For one, the java openstreetmap editor
josm now has ebuilds. josm and josm-plugins, the first only installs the program itself plus language packs, the second installs most of the josm-plugins available. They can be enabled within the configuration.
I was a bit unsure how to handle it, as I first thought about adding some basic plugins to the josm-package itself. But as the opinions on what »basic« plugins are seem to differ a lot, I decided to do it this way.
Another new package is
gebabbel, a gui-frontend for gpsbabel. gpsbabel is a commandline-tool that implements various proprietary gps coordinate formats and allows access to many gps-devices (e. g. garmin). Beside it can be used to filter and convert gps-tracks.

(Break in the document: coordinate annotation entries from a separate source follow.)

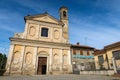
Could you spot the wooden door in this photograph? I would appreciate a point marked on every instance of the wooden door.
(42, 65)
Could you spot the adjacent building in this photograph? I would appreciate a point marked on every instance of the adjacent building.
(104, 58)
(82, 57)
(43, 47)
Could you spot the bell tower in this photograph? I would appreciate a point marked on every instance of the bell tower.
(64, 18)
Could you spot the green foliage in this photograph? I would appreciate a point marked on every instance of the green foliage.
(3, 60)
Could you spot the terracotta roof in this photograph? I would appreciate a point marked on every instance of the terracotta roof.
(97, 52)
(81, 46)
(112, 45)
(40, 15)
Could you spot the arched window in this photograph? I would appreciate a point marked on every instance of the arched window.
(64, 14)
(28, 58)
(32, 31)
(44, 32)
(65, 59)
(16, 57)
(56, 59)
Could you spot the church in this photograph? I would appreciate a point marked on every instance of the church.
(43, 47)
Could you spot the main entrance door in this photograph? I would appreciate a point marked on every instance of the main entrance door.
(42, 65)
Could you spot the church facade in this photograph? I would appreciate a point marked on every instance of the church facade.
(43, 47)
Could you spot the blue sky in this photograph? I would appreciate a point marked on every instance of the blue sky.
(94, 23)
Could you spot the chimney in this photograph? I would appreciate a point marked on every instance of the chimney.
(78, 43)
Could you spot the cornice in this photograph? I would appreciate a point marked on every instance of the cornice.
(38, 42)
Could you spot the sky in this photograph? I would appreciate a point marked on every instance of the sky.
(94, 23)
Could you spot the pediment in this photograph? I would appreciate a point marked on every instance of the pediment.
(44, 17)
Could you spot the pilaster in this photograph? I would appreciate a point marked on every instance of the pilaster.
(9, 60)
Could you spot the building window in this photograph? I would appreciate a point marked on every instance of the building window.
(74, 51)
(56, 59)
(81, 52)
(88, 53)
(100, 58)
(44, 32)
(64, 13)
(116, 54)
(64, 59)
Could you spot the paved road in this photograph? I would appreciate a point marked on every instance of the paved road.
(59, 77)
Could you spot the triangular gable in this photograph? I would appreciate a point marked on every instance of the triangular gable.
(44, 17)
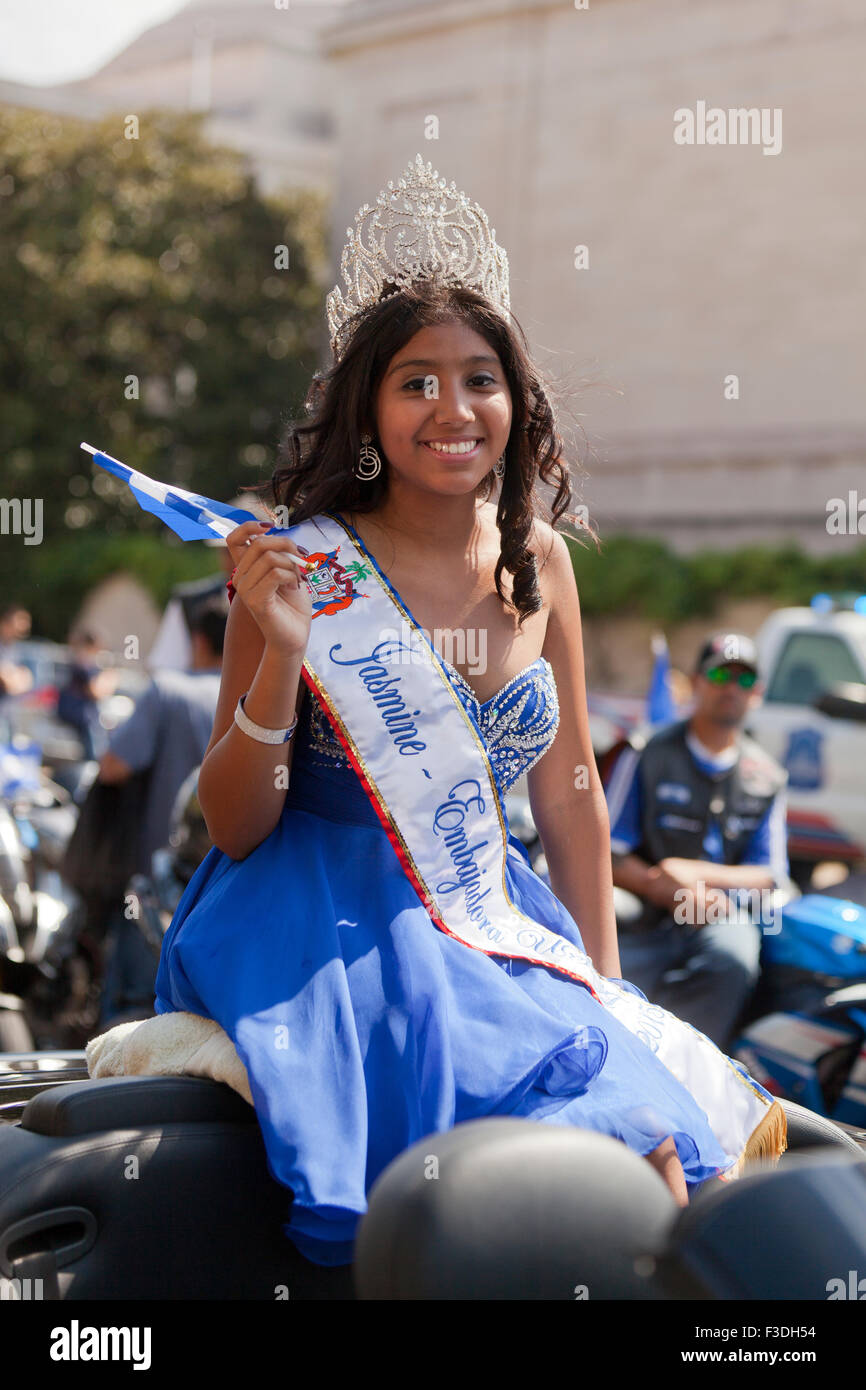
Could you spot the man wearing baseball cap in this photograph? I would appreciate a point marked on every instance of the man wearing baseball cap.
(698, 834)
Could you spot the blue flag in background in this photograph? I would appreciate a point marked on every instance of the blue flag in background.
(189, 514)
(660, 708)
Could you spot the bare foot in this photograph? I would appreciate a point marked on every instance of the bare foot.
(666, 1162)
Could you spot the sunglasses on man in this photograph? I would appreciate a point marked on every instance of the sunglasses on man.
(722, 674)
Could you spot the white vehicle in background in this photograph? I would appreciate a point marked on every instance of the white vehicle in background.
(813, 722)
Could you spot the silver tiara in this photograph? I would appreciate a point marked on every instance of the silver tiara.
(420, 230)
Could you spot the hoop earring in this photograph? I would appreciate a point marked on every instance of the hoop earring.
(370, 463)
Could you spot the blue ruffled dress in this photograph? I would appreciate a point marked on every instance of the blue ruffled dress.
(364, 1027)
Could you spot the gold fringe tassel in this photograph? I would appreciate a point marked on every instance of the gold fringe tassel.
(766, 1143)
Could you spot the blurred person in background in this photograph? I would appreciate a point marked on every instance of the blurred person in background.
(166, 734)
(697, 815)
(89, 681)
(14, 627)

More to come. Probably also interesting stuff in portage is gpsdrive (which has some osm-stuff in svn, but not yet in a release), marble (world-view-tool for kde, osm-support is planned within the next months). Other stuff not yet in portage, I plan to make packages in the future: tiles@home, qlandkarte, mapnik and probably everything it takes to run an osm-server.

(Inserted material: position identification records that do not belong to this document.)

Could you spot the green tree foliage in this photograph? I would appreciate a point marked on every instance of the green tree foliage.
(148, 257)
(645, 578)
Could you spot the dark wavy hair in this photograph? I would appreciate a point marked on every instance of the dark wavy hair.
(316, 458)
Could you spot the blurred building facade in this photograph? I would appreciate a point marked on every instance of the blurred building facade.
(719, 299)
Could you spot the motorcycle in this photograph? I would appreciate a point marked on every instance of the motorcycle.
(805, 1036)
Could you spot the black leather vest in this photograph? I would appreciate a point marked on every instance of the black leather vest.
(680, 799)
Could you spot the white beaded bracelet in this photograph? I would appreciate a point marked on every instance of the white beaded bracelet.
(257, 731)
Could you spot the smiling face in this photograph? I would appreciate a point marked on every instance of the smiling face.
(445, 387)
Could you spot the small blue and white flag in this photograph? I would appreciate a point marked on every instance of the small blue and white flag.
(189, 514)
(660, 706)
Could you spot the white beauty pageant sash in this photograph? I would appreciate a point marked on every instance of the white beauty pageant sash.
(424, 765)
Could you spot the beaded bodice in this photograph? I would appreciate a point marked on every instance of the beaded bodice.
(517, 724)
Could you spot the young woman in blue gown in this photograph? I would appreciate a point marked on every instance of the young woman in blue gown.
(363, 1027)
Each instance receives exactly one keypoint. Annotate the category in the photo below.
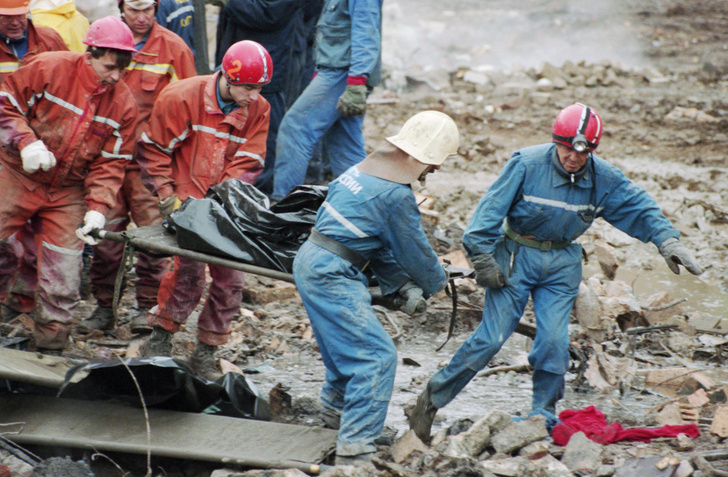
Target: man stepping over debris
(521, 243)
(370, 220)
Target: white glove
(91, 221)
(36, 156)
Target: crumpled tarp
(165, 383)
(234, 220)
(591, 421)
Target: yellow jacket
(66, 20)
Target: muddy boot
(139, 323)
(421, 417)
(101, 319)
(203, 362)
(159, 343)
(360, 460)
(7, 314)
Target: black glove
(676, 254)
(412, 301)
(487, 271)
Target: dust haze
(507, 34)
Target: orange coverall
(89, 127)
(164, 59)
(22, 289)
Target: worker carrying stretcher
(204, 130)
(370, 221)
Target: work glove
(412, 301)
(169, 205)
(487, 271)
(676, 254)
(91, 221)
(36, 156)
(353, 102)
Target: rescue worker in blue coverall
(370, 220)
(521, 242)
(348, 65)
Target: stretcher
(156, 240)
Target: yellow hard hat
(429, 137)
(14, 7)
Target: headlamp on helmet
(579, 127)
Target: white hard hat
(429, 137)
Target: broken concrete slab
(720, 422)
(582, 454)
(258, 473)
(33, 368)
(406, 446)
(644, 467)
(674, 382)
(520, 434)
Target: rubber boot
(139, 323)
(102, 319)
(159, 343)
(422, 416)
(203, 362)
(548, 389)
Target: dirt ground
(657, 72)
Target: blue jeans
(359, 355)
(277, 101)
(312, 115)
(552, 279)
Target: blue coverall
(537, 200)
(348, 46)
(378, 219)
(275, 24)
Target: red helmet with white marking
(247, 62)
(579, 127)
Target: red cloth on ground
(591, 421)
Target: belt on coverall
(338, 248)
(544, 246)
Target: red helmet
(110, 32)
(578, 126)
(14, 7)
(247, 62)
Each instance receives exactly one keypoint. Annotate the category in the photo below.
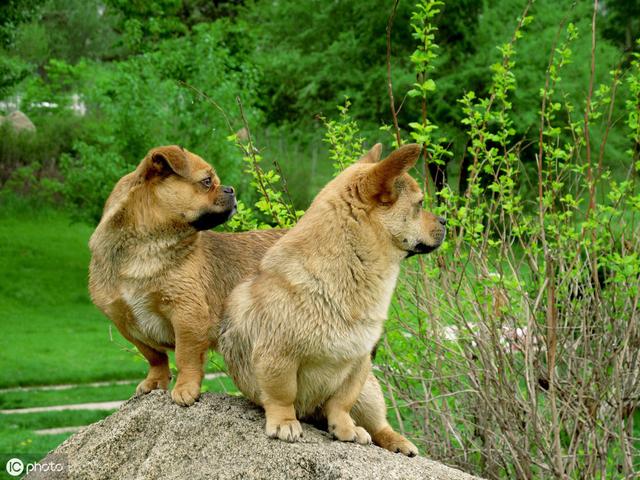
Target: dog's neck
(136, 250)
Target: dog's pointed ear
(166, 160)
(378, 183)
(373, 155)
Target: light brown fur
(297, 336)
(159, 278)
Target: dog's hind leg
(370, 412)
(277, 382)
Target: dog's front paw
(287, 430)
(350, 433)
(394, 442)
(185, 394)
(149, 384)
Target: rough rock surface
(19, 121)
(221, 437)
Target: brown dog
(158, 276)
(297, 335)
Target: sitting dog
(158, 275)
(297, 335)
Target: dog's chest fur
(150, 325)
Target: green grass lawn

A bit offtopic, as gentoo doesn't run on mobiles (yet):
Mobile Trail Explorer is the only free (as in freedom) software I found for J2ME-mobiles to create gps-tracks. It's a bit alpha, lacking some features and unstable, but it's free, so I hope it'll become better soon. It's a cheap way to get gps-tracks, assuming that you already have a java/bluetooth-mobile and you can get a gps-mouse starting at about 50 €.
If you have more suggestions for gps/osm-related stuff, feel free to open requests on the gentoo bugzilla and add me to the cc.